- Full name: Mariia Sergeevna Fedorovtseva
- Born: 24 February 2007 (age 19) Moscow, Russia

Gymnastics career
- Discipline: Rhythmic gymnastics
- Country represented: Russia Authorised Neutral Athletes (since 2026) (2021)
- Gym: Novogorsk
- Head coach: Tatiana Sergaeva
- Assistant coaches: Anna Epifanova, Maria Tolkacheva
- Former coach: Irina Viner
- Medal record
Representing Authorised Neutral Athletes
Group rhythmic Gymnastics
| Event | 1st | 2nd | 3rd |
| World Cup | 2 | 1 | 0 |
Representing Russia
Junior European Championships
| Gold medal – first place | 2021 Varna | Group All-around |
| Gold medal – first place | 2021 Varna | 5 Balls |
| Gold medal – first place | 2021 Varna | 5 Ribbons |

= Mariia Fedorovtseva =

Russian rhythmic gymnast (born 2007)

Mariia Fedorovtseva (Мария Федоровцева; born 24 February 2007) is a Russian group rhythmic gymnast. She is the 2021 European junior group all-around champion.

==Personal life==
She is daughter of Sergey Fedorovtsev, Olympic gold medalist in rowing, and Ekaterina Fedorovtseva, who is also a rower. Her older sister Arina Fedorovtseva is a volleyball player who plays for Fenerbahçe.

==Career==
Before joining the Russian national team, she trained at the Sever Sports School of Olympic Reserve under the guidance of Irina Kozharina and Oksana Skaldina.

===Junior===
Fedorovtseva joined the Russian national team in 2020. She won a gold medal in the group all-around at the 2021 Junior European Championships in Varna, Bulgaria, alongside her teammates Milena An, Anna Grosh, Sofiia Iakovleva, Nonna Nianina and Elizaveta Tataeva. They also won the gold medal in both finals.

===Senior===
She won a gold medal in the 5 hoops final at the 2024 BRICS Games in Kazan, Russia.

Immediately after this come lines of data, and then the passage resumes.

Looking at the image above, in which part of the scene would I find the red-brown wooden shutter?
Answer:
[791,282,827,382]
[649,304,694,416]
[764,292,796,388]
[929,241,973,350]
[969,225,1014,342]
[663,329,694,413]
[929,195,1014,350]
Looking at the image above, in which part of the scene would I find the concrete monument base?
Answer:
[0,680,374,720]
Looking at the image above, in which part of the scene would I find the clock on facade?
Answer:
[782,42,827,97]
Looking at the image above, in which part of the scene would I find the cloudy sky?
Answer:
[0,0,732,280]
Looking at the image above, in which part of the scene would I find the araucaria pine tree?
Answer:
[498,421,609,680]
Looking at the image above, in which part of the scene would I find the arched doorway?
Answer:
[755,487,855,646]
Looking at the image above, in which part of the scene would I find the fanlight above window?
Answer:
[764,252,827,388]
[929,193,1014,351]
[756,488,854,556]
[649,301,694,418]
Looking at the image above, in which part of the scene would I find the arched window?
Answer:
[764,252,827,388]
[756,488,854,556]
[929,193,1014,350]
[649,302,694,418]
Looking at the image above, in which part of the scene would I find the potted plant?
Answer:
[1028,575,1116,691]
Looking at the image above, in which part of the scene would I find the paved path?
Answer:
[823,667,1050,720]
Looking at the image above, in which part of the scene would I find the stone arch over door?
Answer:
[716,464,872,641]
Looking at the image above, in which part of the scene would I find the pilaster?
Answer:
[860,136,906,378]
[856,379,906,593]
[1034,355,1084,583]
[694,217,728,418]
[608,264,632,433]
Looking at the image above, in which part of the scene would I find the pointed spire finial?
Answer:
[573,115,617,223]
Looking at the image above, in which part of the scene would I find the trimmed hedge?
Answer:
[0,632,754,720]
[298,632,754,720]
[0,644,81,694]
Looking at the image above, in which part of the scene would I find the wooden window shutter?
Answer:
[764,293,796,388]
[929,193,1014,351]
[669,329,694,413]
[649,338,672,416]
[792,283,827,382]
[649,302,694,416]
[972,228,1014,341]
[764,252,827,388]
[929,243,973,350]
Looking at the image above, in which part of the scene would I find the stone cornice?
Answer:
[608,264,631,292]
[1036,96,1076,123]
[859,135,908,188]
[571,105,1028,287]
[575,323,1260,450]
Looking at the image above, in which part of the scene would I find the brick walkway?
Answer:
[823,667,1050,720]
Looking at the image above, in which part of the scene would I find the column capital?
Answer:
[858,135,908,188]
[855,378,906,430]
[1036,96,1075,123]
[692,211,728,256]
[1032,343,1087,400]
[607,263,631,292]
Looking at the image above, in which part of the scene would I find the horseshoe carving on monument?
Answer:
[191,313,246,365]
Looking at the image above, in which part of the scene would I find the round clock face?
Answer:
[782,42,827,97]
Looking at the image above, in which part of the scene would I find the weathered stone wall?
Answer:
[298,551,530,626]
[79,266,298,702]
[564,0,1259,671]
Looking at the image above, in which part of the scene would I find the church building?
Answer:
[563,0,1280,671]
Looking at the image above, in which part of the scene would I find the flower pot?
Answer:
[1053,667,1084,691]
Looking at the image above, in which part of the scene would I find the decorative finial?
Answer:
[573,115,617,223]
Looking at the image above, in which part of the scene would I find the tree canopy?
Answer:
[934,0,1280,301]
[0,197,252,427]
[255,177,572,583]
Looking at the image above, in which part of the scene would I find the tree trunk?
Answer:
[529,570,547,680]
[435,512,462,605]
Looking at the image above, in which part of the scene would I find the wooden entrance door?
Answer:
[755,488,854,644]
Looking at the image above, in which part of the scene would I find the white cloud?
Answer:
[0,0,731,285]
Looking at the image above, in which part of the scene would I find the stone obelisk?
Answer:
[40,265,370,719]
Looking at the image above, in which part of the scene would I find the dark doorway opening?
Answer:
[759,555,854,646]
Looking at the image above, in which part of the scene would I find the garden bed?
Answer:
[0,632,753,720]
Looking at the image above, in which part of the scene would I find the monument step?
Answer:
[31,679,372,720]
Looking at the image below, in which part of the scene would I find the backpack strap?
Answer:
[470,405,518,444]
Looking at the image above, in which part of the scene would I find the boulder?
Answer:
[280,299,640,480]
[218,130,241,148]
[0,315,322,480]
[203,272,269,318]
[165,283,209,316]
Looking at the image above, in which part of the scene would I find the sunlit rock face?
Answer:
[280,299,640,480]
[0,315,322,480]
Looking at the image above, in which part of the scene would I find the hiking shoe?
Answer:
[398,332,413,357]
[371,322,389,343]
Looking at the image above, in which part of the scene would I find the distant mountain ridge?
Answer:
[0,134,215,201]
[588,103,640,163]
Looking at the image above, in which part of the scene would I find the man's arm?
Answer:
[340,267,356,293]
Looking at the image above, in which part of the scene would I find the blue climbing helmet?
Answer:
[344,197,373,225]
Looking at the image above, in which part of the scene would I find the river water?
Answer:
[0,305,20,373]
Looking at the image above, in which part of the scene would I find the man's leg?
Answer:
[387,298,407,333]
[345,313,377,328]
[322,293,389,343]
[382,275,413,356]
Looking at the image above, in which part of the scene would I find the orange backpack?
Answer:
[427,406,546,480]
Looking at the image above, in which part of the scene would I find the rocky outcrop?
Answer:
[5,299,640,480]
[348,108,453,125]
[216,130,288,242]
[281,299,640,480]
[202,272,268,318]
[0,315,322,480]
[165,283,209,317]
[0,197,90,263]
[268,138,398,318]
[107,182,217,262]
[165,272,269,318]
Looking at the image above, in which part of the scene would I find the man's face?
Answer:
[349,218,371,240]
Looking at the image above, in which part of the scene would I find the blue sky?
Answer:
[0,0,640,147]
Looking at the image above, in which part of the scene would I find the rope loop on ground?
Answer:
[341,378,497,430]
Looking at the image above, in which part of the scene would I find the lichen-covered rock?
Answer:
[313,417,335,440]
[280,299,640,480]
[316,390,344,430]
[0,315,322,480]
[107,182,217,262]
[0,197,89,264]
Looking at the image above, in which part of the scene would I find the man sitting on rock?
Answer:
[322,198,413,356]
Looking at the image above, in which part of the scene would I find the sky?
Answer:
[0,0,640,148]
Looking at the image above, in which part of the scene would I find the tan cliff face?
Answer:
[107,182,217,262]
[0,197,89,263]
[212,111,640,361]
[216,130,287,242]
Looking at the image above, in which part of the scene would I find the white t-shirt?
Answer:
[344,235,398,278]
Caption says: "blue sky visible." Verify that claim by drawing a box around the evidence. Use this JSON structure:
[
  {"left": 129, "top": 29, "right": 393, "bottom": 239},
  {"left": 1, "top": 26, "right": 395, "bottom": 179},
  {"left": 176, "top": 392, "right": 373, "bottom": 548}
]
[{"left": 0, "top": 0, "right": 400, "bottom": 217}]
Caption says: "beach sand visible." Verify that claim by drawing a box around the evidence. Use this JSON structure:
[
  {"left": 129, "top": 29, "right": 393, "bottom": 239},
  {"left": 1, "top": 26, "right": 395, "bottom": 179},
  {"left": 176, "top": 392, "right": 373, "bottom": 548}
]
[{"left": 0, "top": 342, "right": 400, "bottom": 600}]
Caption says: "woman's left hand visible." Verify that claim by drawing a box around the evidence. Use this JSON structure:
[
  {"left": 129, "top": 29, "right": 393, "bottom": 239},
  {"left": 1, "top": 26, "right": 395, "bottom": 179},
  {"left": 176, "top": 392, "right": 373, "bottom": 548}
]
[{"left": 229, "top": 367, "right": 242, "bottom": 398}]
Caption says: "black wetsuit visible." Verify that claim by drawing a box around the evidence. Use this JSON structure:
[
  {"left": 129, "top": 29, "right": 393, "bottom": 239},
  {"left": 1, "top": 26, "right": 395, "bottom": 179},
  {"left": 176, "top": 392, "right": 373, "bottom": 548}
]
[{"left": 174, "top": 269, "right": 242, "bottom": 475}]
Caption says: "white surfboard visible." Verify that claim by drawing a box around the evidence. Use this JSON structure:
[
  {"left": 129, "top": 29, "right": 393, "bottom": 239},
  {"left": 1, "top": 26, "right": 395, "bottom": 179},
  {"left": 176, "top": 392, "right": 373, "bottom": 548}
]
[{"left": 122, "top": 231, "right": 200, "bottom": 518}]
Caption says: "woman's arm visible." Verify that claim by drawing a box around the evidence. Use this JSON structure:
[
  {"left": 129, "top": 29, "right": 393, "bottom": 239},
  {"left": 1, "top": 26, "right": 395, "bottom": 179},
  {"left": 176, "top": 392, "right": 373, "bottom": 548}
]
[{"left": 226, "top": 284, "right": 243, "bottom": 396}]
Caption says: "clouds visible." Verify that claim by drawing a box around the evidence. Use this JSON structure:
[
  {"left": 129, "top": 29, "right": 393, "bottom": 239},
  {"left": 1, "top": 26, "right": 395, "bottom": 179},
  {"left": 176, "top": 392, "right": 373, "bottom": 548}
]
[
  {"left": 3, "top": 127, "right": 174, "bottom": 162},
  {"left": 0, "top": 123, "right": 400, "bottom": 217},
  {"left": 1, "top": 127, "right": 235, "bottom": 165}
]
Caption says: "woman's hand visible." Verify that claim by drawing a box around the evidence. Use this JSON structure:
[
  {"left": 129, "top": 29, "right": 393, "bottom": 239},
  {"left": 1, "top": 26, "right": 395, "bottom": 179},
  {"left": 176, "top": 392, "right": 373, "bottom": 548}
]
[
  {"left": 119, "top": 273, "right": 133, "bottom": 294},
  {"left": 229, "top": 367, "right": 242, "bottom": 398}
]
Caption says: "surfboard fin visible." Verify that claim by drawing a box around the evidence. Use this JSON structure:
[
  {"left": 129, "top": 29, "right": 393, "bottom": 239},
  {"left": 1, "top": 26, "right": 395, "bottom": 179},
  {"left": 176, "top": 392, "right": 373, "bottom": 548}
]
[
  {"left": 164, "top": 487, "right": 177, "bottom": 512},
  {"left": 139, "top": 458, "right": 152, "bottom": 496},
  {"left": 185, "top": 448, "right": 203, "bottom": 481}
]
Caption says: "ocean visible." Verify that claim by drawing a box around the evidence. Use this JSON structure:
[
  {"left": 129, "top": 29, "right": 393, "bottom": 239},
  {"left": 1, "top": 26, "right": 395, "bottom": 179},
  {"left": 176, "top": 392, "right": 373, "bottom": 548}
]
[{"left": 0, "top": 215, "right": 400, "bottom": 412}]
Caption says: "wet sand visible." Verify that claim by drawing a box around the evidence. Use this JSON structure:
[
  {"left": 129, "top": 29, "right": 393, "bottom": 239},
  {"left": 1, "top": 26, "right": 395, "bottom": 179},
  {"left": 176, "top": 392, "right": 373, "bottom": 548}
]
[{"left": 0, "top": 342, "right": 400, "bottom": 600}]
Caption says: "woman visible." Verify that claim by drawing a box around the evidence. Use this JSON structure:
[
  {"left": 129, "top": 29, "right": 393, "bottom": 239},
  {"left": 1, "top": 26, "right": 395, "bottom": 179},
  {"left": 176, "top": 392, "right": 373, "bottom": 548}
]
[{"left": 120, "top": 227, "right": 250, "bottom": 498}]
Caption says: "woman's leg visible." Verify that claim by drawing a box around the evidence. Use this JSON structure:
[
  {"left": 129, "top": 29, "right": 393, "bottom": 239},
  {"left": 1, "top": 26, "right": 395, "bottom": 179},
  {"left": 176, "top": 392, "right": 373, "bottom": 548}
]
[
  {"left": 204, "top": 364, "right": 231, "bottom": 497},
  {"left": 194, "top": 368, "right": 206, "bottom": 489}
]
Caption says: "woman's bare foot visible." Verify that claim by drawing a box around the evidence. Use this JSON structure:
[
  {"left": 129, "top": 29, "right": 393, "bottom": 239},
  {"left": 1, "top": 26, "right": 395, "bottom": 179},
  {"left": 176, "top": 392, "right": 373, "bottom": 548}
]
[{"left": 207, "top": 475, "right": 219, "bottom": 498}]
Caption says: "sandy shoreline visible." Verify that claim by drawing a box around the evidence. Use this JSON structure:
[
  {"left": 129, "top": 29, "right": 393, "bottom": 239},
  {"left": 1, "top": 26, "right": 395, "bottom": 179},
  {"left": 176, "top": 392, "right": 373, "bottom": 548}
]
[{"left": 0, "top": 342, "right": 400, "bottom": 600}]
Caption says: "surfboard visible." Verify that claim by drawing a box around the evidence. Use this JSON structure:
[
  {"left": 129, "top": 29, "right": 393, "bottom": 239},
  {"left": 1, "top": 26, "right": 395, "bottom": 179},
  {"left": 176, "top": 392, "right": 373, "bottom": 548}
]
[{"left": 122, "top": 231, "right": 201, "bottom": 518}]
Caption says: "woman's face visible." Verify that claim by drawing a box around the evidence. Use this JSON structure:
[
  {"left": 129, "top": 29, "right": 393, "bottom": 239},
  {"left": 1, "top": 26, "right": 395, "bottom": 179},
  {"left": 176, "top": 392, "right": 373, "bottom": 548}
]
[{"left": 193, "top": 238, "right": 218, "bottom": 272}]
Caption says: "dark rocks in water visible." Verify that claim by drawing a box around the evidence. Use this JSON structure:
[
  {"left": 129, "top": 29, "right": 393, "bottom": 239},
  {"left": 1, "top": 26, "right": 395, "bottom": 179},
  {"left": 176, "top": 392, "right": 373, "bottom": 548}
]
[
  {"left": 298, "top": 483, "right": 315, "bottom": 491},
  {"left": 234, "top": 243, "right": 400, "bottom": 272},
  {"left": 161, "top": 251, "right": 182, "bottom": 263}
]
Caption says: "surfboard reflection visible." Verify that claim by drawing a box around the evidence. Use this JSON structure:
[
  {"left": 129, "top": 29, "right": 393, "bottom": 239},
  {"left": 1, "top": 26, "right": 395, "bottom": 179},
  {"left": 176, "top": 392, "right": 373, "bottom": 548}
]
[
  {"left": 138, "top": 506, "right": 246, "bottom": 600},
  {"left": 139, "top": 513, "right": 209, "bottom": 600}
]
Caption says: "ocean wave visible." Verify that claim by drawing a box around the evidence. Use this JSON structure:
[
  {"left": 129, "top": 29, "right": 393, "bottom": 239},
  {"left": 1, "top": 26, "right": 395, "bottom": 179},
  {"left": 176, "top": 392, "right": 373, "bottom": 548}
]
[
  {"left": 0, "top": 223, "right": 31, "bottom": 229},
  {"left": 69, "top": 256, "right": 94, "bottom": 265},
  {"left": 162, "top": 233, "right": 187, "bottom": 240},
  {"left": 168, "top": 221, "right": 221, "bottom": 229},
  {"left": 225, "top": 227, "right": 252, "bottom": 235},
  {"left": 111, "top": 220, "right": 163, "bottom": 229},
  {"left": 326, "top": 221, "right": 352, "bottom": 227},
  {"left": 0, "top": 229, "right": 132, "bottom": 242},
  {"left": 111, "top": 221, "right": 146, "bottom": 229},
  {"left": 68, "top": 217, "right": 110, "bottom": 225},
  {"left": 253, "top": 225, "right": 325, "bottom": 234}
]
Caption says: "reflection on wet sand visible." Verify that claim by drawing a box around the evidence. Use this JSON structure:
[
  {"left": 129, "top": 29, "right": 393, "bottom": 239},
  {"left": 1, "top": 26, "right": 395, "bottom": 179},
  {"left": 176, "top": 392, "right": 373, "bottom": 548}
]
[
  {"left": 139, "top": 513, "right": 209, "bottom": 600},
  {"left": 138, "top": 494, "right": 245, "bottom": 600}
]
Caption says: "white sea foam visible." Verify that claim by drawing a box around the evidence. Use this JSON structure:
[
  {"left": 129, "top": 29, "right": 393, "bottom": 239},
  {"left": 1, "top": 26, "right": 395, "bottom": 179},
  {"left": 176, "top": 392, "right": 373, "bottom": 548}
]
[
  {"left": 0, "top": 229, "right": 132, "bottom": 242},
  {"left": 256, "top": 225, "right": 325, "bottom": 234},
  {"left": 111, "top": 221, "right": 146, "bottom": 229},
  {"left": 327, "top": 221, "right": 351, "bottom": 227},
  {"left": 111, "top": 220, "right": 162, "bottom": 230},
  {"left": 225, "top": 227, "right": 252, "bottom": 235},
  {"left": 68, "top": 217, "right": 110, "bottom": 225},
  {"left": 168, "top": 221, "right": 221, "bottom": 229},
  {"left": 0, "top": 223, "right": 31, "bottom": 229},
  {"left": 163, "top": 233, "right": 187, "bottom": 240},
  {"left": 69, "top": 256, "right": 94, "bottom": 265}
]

In 2026, World Gymnastics allowed Russian athletes to start competing under the neutral flag, representing Authorised Neutral Athletes. On 28-30 March, Fedorovtseva and her teammates (Sabina Baiburina, Amina Idrisova, Nonna Nianina, Alina Rusanova, Ekaterina Timoshenko) made their international debut competing at the Sofia World Cup. They won the gold medal in the group all-around and the 3 hoops + 4 clubs final, and they also won the silver medal in the 5 balls final.